An Increase Through Better Detection?
At least one dental expert has suggested that the increased rate of tooth decay reported in the study could be due to better screening.
Jackson Brown, associate executive director of the American Dental Association Health Policy Resource Center, said that with more kids going to the dentist more regularly, it is inevitable that a greater number of cases of tooth decay will be detected and caught early.
"I believe this increase in prevalence among 2- to 5-year-olds is not caused by untreated decay, but it was accomplished by a greater number of cavities being filled," he said.
"These children are getting more care, and that's a good thing."
Jackson adds that, particularly for children living below and near the poverty line, the increased detection of tooth decay suggests improvements in coverage.
"This report heartens me. I feel good about it. While I think that we still have a long ways to go, this shows that disadvantaged children have gotten more care."
Hayes said if this is true, it will certainly be good news for the dental health of the country's children.
"It could be more detection -- one would hope that is the case," she said. However, she adds that there has been consistency in the research performed by the Centers for Disease Control and Prevention, a point bolstered by Dye.
"The method used in both survey periods was exactly the same," Dye said. "This is not an artifact of our ability to better detect tooth decay. The increase we saw is the number of kids who are experiencing tooth decay."
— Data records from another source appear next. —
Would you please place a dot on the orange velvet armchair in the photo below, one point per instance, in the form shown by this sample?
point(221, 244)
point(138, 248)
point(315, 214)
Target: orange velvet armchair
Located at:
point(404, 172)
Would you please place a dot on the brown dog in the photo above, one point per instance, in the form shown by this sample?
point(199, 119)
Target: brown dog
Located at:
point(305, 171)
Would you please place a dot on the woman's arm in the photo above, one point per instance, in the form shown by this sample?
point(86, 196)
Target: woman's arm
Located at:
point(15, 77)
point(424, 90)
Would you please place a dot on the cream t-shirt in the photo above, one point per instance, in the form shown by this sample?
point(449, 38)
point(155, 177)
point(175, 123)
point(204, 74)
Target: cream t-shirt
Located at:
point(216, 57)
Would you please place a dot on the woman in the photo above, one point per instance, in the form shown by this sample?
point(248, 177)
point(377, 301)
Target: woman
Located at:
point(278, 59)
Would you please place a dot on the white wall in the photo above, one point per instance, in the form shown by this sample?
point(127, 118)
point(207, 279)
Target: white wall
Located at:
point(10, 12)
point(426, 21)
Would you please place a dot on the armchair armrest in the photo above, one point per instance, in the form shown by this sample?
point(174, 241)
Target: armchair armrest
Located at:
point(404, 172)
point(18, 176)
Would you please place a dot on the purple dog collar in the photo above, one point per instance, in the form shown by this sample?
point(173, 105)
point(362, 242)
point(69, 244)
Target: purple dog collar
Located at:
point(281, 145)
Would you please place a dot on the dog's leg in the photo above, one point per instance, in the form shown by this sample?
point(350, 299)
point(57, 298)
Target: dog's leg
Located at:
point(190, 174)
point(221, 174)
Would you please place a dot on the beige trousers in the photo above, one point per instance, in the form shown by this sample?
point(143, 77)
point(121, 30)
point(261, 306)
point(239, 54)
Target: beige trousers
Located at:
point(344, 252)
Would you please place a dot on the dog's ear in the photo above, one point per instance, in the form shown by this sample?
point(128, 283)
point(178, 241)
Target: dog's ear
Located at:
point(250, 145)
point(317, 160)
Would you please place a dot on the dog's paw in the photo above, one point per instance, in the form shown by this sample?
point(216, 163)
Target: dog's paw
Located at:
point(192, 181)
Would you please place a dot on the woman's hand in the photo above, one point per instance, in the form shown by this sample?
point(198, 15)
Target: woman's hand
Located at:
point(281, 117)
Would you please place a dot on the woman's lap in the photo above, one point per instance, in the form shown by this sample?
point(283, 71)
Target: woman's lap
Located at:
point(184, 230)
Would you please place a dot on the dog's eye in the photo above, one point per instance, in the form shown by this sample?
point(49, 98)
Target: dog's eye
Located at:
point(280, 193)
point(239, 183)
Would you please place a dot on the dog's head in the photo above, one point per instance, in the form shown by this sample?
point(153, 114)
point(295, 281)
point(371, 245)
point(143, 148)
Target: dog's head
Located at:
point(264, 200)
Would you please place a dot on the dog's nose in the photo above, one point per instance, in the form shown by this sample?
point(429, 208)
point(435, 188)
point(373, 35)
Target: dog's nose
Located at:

Spare the Tap, Spoil the Child
Another possible cause for the rise is the fact that today's kids drink far less tap water than they used to. Kathleen Roth, president of the American Dental Association, told ABC News medical editor Dr. Timothy Johnson, on ABC News Now's "Healthy Life" program, that with more and more parents serving their children bottled water and fruit juices, children may be missing out on a source of fluoride in tap water that has traditionally kept kids' teeth strong.
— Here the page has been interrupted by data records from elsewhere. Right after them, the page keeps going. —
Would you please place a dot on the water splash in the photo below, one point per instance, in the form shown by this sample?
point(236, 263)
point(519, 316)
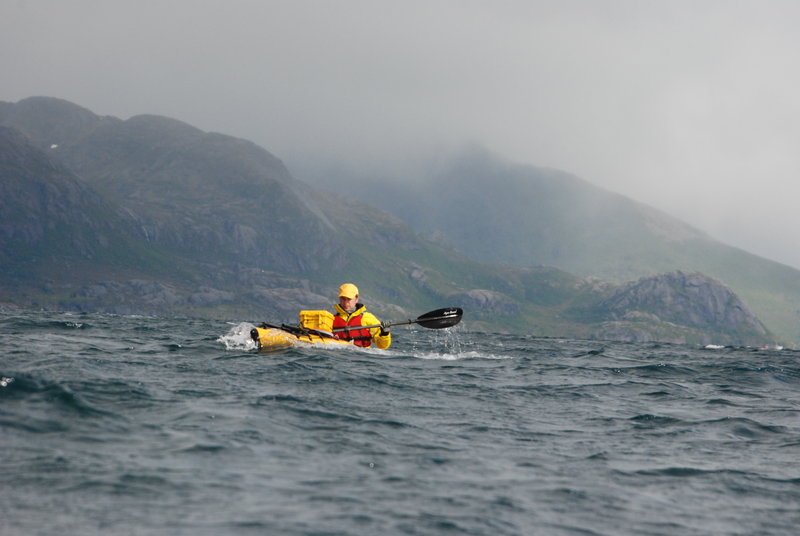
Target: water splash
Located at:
point(238, 338)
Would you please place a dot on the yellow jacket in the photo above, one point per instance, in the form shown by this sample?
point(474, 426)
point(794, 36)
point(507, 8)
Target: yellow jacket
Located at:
point(367, 319)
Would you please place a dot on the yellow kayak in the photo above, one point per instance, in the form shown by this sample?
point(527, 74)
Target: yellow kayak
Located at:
point(316, 327)
point(273, 338)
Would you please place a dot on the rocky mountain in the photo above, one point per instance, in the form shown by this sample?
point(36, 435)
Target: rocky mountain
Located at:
point(152, 215)
point(660, 307)
point(495, 211)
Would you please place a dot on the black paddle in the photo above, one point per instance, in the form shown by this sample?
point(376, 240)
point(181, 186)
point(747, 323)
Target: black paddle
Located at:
point(438, 319)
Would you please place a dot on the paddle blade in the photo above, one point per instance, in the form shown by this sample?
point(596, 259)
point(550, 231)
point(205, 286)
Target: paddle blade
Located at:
point(441, 318)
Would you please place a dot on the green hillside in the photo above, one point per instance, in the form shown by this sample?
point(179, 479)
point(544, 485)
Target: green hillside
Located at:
point(151, 215)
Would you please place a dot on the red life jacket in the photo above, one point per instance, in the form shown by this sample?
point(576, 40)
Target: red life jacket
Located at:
point(360, 337)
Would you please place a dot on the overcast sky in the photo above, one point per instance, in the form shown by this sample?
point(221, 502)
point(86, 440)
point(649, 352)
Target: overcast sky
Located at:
point(689, 106)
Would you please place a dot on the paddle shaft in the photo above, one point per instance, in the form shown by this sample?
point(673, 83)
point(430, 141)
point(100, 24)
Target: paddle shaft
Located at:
point(445, 317)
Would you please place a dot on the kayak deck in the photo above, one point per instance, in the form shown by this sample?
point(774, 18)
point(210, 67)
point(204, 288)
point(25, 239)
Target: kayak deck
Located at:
point(271, 338)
"We all know that fluoride is very important in stopping and preventing dental disease," she said, adding that parents should be sure to check the labels of bottled water, because some products on the market now have added fluoride.
Hayes agreed. "Bottled water without fluoride for children diminishes an opportunity for good dental health that they get from drinking plain tap water."
"Water with trace levels of fluoride in it has been shown to be one of the major reasons why children in this generation and the last generation have less decay than children 50 years ago."
Nutrition, Dental Care Important
Experts agreed, though, that traditional and preventable tooth decay culprits -- too much sugar and not enough dental care -- also played a role.
"To me it is absolutely outrageous that we have gone from 50 percent, to 25 percent, to 20 percent, but that we are still somewhere between 20 and 30 percent," Hayes said. "That's such a significant and high amount."
"I would say we still need to get back to the basics of proven oral hygiene and watch what we eat and drink and how we take care of our teeth," Dye said. "It's probably as simple as that."
Dye adds that advances in dental care, such as sealants and other new technologies, are good news for parents who want to keep their children's teeth as healthy as possible.
That includes parents like Elliott, who said she could certainly give other parents valuable advice when it comes to safeguarding their young children's teeth.
"I would tell them to take their babies to the dentist as soon as possible," Elliott said. "I think the younger you take them and the sooner you catch it, the better the prognosis. Really, nowadays, I think that as soon as they get teeth, you should get them in to the dentist."